Vision 2: Qualities


Qualities of an object that constitute its appearance are first received and dealt with by the eye. Thus even in its most literal, down-to-earth definition, we are tipped off right away that vision has as much to do with the seer as with the seen: the eye itself is only a mediator, a middleman. An eye with no brain behind it, either organic or otherwise, might as well be blind. But when eye and brain collaborate, as they must, we are apparently then doomed never to know where the objective leaves off and the subjective begins. As Elspeth Huxley says, "How much does one imagine, how much observe? One can no more separate these functions than divide light from air or wetness from water."


Or as Buckminster Fuller puts it, everything we see is inside our own heads.
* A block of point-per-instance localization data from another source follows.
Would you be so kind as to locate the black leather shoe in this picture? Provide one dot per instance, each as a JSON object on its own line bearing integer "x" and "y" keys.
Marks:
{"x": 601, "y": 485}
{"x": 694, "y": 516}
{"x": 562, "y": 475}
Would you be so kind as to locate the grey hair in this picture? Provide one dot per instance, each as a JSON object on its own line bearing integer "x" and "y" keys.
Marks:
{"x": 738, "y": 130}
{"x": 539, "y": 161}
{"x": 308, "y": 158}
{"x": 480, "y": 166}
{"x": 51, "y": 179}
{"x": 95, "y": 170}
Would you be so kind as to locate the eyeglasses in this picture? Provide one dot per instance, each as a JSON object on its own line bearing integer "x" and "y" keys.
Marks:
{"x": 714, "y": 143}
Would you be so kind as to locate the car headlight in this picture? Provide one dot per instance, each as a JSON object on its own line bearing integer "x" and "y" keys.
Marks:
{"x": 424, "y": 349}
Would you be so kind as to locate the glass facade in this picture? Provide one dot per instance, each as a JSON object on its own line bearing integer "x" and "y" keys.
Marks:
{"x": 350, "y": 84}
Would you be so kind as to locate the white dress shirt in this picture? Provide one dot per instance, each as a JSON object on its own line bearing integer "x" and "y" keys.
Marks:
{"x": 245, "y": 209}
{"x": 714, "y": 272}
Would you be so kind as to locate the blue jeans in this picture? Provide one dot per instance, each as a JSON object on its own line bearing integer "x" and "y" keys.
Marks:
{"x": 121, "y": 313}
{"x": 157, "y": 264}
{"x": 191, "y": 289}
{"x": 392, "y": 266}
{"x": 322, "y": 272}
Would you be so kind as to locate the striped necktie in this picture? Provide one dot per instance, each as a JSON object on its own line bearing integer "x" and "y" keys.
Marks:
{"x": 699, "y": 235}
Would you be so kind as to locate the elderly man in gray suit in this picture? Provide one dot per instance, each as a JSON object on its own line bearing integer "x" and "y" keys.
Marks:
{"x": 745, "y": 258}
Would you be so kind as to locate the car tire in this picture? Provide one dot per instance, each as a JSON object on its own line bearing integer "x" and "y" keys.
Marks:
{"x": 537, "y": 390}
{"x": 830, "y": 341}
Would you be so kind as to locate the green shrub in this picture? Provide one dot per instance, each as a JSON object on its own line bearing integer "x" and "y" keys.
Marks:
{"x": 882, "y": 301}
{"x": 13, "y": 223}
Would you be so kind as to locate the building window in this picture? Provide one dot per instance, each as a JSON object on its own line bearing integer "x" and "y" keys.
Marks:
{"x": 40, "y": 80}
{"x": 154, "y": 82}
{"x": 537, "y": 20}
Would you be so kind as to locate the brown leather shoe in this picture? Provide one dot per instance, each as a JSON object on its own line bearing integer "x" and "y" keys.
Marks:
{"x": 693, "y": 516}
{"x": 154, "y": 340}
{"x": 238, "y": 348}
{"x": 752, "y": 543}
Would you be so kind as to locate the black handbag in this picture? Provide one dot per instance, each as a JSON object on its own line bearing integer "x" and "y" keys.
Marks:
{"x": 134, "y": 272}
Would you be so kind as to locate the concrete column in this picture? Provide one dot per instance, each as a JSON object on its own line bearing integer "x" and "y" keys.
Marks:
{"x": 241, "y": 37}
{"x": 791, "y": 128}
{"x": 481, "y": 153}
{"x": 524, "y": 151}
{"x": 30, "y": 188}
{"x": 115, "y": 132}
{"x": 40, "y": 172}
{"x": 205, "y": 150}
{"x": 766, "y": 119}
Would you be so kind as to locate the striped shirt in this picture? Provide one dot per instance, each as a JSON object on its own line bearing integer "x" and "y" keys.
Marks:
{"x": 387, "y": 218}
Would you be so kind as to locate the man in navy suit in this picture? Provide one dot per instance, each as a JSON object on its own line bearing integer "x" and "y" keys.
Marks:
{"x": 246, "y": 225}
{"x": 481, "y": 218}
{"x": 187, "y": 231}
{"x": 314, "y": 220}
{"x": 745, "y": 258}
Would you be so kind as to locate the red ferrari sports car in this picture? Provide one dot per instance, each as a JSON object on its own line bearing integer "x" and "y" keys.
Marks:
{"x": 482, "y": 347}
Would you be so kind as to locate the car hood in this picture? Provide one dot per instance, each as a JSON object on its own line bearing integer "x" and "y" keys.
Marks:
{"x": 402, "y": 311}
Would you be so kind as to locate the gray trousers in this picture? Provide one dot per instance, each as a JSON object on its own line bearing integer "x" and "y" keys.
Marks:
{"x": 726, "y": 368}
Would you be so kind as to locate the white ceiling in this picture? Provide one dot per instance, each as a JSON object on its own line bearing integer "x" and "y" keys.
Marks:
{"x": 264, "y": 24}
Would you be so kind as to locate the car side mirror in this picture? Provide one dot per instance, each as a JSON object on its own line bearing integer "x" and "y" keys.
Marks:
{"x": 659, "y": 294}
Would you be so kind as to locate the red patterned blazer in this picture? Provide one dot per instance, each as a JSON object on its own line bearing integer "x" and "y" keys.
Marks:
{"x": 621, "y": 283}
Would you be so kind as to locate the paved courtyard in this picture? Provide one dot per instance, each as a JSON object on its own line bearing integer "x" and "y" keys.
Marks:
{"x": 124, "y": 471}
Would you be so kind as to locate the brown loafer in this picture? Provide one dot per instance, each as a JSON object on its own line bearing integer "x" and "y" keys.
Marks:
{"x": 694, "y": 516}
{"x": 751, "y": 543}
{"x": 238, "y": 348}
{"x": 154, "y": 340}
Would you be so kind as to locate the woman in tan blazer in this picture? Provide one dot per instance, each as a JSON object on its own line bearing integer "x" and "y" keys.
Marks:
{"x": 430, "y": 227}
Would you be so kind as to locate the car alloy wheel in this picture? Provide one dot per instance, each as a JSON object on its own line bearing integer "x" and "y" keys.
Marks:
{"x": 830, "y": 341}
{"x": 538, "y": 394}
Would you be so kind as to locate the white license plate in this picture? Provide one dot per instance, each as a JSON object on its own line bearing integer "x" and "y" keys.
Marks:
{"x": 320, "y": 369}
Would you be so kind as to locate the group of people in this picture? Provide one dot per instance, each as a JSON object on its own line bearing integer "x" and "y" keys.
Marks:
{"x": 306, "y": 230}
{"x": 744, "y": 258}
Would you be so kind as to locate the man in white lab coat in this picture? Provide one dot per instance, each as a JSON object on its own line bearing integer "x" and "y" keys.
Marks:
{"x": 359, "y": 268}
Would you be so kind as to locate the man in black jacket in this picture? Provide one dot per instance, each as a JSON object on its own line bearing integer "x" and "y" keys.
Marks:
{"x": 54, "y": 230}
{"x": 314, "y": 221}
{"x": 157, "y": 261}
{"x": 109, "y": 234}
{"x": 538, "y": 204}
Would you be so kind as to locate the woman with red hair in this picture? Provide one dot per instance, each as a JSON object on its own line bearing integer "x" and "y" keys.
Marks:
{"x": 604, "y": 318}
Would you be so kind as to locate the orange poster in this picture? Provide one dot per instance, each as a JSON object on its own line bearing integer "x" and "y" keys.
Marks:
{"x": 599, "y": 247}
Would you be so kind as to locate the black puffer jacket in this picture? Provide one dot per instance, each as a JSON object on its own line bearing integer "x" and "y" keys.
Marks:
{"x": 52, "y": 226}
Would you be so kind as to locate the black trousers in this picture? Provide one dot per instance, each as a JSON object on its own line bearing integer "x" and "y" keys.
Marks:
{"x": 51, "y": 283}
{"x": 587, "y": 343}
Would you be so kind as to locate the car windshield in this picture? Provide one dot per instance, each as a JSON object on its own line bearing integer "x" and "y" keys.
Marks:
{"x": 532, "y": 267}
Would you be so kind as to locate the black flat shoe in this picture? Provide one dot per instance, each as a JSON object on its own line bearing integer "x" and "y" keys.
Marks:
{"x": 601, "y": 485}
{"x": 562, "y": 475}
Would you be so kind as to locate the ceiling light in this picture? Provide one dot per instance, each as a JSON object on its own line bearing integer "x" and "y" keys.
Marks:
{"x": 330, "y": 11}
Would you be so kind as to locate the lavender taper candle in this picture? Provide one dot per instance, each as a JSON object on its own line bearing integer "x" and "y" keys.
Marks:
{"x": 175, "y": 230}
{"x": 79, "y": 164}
And hell, I might as well quote Robert Anton Wilson, too: "Hypnotized subjects shown a green circle and told that it is red will see it as red. This is because we see with brain-plus-eye." As Annie Dillard reminds us, only the simplest animals see the universe as it is. This means an amoeba knows more than a rocket scientist about the true nature of reality.
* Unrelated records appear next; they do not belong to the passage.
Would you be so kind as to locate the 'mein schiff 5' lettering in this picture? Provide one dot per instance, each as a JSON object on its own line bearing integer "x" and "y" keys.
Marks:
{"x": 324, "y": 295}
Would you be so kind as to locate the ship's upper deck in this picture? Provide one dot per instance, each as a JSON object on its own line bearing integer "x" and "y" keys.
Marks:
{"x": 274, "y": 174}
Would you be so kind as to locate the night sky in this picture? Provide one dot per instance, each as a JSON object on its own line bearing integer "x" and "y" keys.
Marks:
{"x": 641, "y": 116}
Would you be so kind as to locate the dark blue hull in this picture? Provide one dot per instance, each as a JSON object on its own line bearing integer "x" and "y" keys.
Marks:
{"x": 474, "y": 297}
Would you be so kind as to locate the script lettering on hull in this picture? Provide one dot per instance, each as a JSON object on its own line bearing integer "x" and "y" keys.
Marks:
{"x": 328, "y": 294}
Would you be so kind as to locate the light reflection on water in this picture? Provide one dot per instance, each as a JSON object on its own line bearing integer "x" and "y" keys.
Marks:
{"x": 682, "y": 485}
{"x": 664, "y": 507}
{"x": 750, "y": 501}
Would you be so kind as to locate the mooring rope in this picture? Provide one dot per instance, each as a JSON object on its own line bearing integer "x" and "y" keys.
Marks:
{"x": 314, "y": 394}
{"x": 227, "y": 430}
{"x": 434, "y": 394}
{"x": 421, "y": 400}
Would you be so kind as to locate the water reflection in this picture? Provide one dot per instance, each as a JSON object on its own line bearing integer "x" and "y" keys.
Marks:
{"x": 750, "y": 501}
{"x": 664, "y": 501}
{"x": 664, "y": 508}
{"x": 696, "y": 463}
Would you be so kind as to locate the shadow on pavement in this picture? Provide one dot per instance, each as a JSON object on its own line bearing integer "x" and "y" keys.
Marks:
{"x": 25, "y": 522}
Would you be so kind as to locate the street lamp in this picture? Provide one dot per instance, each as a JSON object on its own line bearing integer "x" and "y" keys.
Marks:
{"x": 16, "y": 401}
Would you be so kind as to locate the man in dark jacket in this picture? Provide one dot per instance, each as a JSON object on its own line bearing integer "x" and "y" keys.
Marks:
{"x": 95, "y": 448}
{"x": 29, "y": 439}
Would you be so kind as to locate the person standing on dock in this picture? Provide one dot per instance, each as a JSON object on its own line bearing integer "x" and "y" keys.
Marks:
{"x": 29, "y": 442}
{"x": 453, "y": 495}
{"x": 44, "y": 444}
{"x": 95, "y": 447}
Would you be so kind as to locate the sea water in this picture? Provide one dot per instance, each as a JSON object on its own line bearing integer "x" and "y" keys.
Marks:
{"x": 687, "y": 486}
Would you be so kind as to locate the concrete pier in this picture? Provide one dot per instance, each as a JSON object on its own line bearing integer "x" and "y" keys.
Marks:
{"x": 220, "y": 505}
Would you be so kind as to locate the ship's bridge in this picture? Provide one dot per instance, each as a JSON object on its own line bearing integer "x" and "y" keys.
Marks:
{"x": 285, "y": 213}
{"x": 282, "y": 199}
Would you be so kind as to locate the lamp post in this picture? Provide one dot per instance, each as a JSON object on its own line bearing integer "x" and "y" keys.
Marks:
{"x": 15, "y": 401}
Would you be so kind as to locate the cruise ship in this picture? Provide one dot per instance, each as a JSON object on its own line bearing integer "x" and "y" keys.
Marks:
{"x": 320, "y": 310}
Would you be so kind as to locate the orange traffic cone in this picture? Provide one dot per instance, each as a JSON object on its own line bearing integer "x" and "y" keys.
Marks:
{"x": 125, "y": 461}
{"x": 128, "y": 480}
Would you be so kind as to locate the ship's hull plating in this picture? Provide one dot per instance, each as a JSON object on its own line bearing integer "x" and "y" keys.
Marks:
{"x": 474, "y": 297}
In Wim Wenders's hallucinatory film Until the End of the World, a character invents a camera that can record visuals for the blind. It's more than a camera, because it also records the experience: how the user's individual brain reacts. It records the bio-chemical event of seeing, and therefore does not "divide light from air or wetness from water."

We see what we learn to see. In Magical Child, Joseph Chilton Pearce describes how a kitten, if kept for the first few weeks of life in a chamber with vertically striped walls, will grow up able to see only up-and-down lines. It will avoid running into the vertical legs of a chair, but will bump into the horizontal rungs.

Oliver Sacks writes about a patient who had been able to see for the first ten years of his life but was then blinded by cataracts. At age fifty, successful surgery removed the cataracts, but his restored vision was not in good working order. With practice, Sacks' patient became able to maneuver around the house with the approximate skill of a sighted person after some practice with a blindfold. He bought toy objects such as cars and buildings, to familiarize himself with how the shapes felt to the touch, which would enable him to recognize their life-size counterparts. People in this situation need to learn to make sense out of the incoming visual stimuli, and it's a gradual process. The Gospel of Mark includes the story of a blind man's sight restored. He then sees "men as trees, walking."